Chaz* ordered a small black dark roast and we spent about a half hour talking strictly camera business at a small table piled high with his photo equipment. He’d brought his antique Polaroid and a vintage film camera, both swoon-worthy to the artistically inclined fashion major, yet both slightly overshadowed by all of the numbers and technical facts he spewed about them. My efforts to slide in a flirty comment or personal question in an attempt at intimacy were squashed, and so I was a bit relieved when he commented on the fleeting natural light and led the way outside.

He shot with a film camera with exactly 12 shots to take. We worked quietly, him making comments here and there about which way my knee should point or where to stand to best capture shadows, me asking about which way to drape my sweater.

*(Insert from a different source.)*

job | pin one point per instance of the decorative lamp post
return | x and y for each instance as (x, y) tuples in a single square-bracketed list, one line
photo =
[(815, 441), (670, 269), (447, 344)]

The artistry involved in film photography is enchanting to watch, and watching his dedication to this passion was captivating, but as I modeled for Chaz under a bridge by the lake, I wondered if he was feeling the same platonic sort of chemistry that I was. The energy we shared was purely creative, and the date felt more like a business collaboration than a romantic affair. Our closest moment was when his hand brushed my nose as he took measurements with the light meter. No goosebumps or electric shocks came from this connection.

In the days since our meeting, all has been quiet on the Chaz homefront. Making art together was satisfying, but making out together just wasn’t something that promised to do the same.

There’s a second part to the coffee theory that applies to romantic relationships: for a pair of potential lovers to click, the two drinks ordered must be on opposing ends of the drink spectrum. A couple made up of two sensitive romantics drinking chocolaty delights usually doesn’t work any better than one consisting of double espresso drinking realists.

As we sat down, coffees in hand, Chaz began flipping out spreadsheets and charts filled with numbers defining the relationships between ISOs and apertures.

As I took a sip of my drink, my heart sank just a little bit. The small black dark roast tasted just a tad bitter.